• Clichés marseillais #59

    Clichés marseillais #59

    Replay

    Clichés marseillais #59Son procès était pour la mi-février et bien qu’il n’en préoccupât guère, Gigi alla voir l’avocat avec son père et Roger. Après tout, il était encore mineur, on aurait un peu tendance à l’oublier ! Les choses ne se présentent pas trop mal : les témoins de moralité sont prêts, l’avocat aussi. La pression d’une série de structures syndicales, orchestrée par l’organisation, a été payante : plus personne ne peut se permettre de critiquer la manifestation du 5 novembre ni l’attitude Gigi. La violence de la police, confirmée lors des manifestations des semaines suivantes contre le procès de Burgos est unanimement condamnée par les syndicats, les partis de gauche et des personnalités faisant partie de ce que l’on appelle les « démocrates sincères ».
    L’avocat a d’ailleurs organisé un rendez-vous entre Gigi, son père et l’une de ces personnalités.
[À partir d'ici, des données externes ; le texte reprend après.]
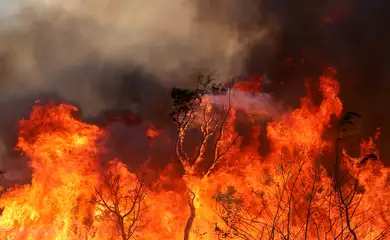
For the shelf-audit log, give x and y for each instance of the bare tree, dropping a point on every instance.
(191, 111)
(122, 206)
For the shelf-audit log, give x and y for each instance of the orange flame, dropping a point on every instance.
(238, 194)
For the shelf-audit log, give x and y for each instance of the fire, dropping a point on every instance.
(227, 191)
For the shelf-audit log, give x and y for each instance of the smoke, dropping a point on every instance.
(117, 54)
(260, 106)
(74, 48)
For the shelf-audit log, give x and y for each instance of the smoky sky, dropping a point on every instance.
(128, 54)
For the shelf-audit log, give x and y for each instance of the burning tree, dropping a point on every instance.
(192, 111)
(297, 197)
(120, 200)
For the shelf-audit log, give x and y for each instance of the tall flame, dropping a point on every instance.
(238, 195)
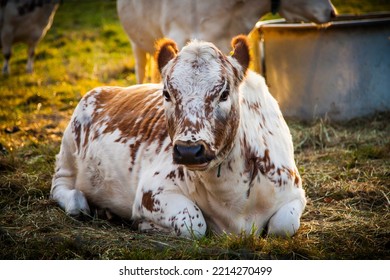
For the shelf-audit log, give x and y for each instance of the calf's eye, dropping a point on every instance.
(224, 96)
(166, 95)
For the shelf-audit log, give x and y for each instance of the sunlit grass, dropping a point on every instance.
(345, 167)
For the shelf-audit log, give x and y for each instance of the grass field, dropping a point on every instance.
(345, 166)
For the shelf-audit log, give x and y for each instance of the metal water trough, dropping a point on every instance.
(339, 71)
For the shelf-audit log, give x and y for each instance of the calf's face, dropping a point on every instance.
(201, 99)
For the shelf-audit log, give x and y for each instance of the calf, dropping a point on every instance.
(216, 21)
(25, 21)
(207, 147)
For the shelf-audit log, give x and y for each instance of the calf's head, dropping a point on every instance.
(201, 99)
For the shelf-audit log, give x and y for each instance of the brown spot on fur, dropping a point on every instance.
(149, 202)
(171, 175)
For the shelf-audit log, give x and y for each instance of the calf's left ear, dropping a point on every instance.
(240, 51)
(166, 49)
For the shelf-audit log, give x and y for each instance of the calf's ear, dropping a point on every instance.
(240, 51)
(166, 49)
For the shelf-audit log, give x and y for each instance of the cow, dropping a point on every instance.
(25, 21)
(206, 148)
(216, 21)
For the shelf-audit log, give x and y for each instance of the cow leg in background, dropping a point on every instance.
(286, 221)
(140, 63)
(30, 57)
(6, 42)
(161, 206)
(63, 189)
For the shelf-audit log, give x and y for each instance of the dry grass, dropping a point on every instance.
(345, 167)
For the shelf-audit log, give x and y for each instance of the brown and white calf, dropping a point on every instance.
(206, 148)
(25, 21)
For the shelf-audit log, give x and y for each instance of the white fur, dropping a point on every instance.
(166, 197)
(215, 21)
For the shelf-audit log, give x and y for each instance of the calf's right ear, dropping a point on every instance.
(166, 49)
(240, 51)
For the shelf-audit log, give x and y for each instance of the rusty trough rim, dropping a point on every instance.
(339, 21)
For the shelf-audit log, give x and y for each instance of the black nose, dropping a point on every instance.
(189, 154)
(333, 13)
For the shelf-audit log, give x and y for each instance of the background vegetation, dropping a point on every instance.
(345, 166)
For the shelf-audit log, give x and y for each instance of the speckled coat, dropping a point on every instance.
(206, 148)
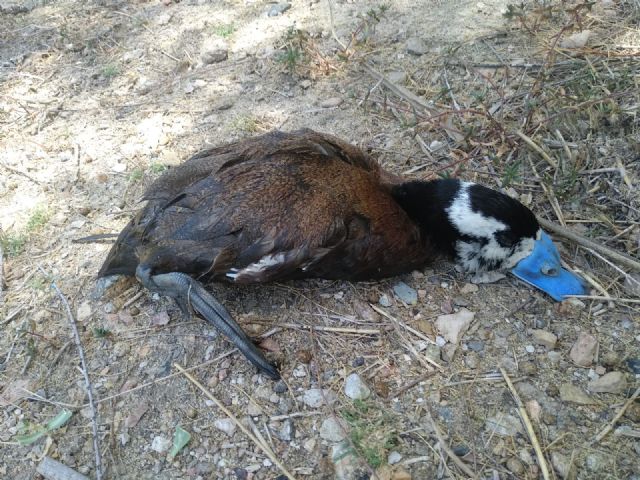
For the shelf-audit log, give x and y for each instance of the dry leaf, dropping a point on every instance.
(577, 40)
(160, 319)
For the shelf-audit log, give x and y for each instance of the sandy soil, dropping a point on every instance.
(98, 98)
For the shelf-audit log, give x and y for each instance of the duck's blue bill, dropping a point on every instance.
(542, 269)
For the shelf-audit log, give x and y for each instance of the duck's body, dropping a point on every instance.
(277, 207)
(303, 204)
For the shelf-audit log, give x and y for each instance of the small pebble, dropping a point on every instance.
(355, 388)
(584, 349)
(394, 457)
(333, 429)
(331, 102)
(160, 444)
(634, 365)
(515, 465)
(612, 382)
(300, 371)
(214, 56)
(226, 425)
(287, 432)
(405, 293)
(416, 46)
(544, 338)
(314, 397)
(528, 368)
(384, 300)
(278, 9)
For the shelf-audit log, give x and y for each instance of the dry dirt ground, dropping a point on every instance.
(97, 98)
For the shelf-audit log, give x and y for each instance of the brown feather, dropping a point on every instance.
(319, 203)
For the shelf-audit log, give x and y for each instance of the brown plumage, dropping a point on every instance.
(302, 204)
(320, 203)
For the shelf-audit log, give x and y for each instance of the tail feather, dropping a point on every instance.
(122, 258)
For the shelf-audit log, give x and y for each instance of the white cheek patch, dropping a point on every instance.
(260, 266)
(468, 255)
(468, 222)
(522, 250)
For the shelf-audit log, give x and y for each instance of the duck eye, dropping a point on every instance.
(505, 239)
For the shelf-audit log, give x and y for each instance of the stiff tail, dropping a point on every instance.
(122, 258)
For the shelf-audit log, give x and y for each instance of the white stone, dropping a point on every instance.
(355, 388)
(226, 425)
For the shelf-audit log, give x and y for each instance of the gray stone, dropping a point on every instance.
(346, 464)
(331, 102)
(544, 338)
(315, 397)
(394, 457)
(384, 300)
(569, 393)
(355, 388)
(471, 360)
(397, 77)
(214, 56)
(333, 429)
(453, 326)
(278, 9)
(405, 293)
(416, 46)
(562, 464)
(612, 382)
(226, 425)
(160, 444)
(253, 409)
(554, 357)
(505, 425)
(515, 466)
(287, 432)
(584, 349)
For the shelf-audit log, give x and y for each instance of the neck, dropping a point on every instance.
(426, 203)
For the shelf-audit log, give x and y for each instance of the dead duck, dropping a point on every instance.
(305, 204)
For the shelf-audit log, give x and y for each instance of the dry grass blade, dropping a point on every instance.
(1, 276)
(605, 431)
(450, 453)
(260, 444)
(538, 149)
(85, 374)
(619, 257)
(402, 92)
(542, 461)
(409, 329)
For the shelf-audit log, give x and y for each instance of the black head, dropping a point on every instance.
(481, 228)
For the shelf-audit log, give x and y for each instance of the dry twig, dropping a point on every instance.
(443, 444)
(85, 374)
(603, 433)
(527, 423)
(262, 445)
(619, 257)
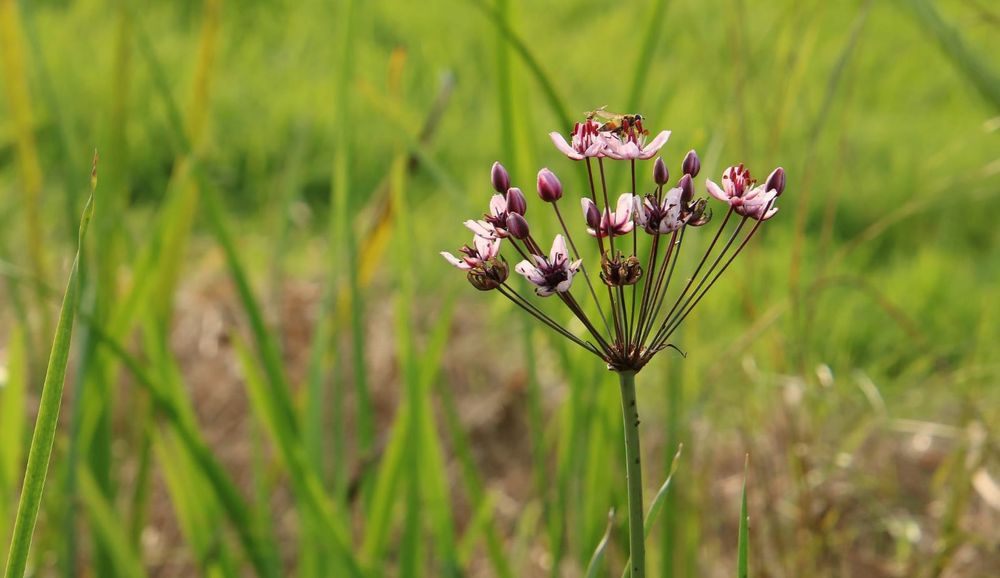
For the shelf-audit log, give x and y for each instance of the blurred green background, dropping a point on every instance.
(274, 372)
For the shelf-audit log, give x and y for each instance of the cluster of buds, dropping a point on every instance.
(626, 320)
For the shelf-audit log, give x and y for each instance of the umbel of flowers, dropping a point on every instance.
(636, 311)
(630, 290)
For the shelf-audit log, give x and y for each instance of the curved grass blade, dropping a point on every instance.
(259, 551)
(48, 408)
(555, 101)
(656, 506)
(108, 526)
(743, 561)
(953, 45)
(598, 558)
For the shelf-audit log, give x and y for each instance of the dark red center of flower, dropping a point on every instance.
(741, 180)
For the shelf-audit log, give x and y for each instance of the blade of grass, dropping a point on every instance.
(258, 550)
(305, 482)
(742, 564)
(597, 560)
(656, 506)
(108, 528)
(953, 45)
(16, 83)
(12, 418)
(48, 407)
(644, 58)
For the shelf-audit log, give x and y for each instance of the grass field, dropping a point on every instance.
(273, 372)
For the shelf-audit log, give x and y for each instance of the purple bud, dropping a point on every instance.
(591, 214)
(776, 181)
(500, 178)
(692, 164)
(687, 188)
(549, 187)
(515, 201)
(660, 173)
(517, 226)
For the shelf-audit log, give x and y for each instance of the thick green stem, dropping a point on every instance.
(633, 472)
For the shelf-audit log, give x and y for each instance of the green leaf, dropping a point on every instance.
(48, 408)
(742, 564)
(598, 558)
C’est le directeur d’un théâtre marseillais qui il a assisté à l’arrestation et souhaite produire un témoignage écrit car il ne sera pas à Marseille à la date du procès. Il raconte en détail  à Léo, le père de Gigi, la scène à laquelle il a assisté. Au fil du récit, Gigi a l’impression d’assister à un film dont il serait l’un des acteurs. Il se voit arriver en courant dans la rue Papère pour échapper aux flics, s’embroncher dans le cyclo tombé devant lui, les policiers le matraquer. Il se voit lever le bras tenant le court manche du drapeau qu’il tient à la main, pour se protéger, explique la voix off du témoin, on ne voit pas distinctement le manche en bois heurter le visage du policier dont la visière est relevée mais tout de suite après les coups redoublent sur Gigi qui retombe sur le cyclomoteur. C’est alors que deux ou trois hommes en civil arrivent de la Canebière. Deux d’entre eux saisissent Gigi par les bras, le soulèvent sans ménagement, ce sont les mots de la voix off, l’entraînent vers l’avenue tandis que le troisième cingle le dos de Gigi de coups de ce qui s’avère être, quand le groupe passe devant le témoin, un nerf de boeuf. Le témoin est choqué par la violence des coups, par l’arme utilisée, je n’imagine pas, dit-il, que le nerf de boeuf leur est autorisé, il est impressionné par le jeune âge de Gigi, mais c’est vrai qu’aujourd’hui tu me parais moins jeune. Il suit la scène des yeux jusqu’au panier à salade lorsqu’il voit surgir une jeune fille qui tente d’arracher Gigi aux mains des policiers en criant, mais il ne comprend pas ce qu’elle dit, il la voit taper de ses poings contre les portes du fourgon qui viennent de se refermer sur les manifestants arrêtés, jusqu’à ce qu’on l’écarte et que le véhicule démarre.
    – Tu étais complètement sonné ! dit-il à Gigi.
    Léo pensera longtemps que le témoin avait voulu dire que son fils était fou d’avoir fait ça, alors que l’autre disait que Gigi paraissait à moitié inconscient.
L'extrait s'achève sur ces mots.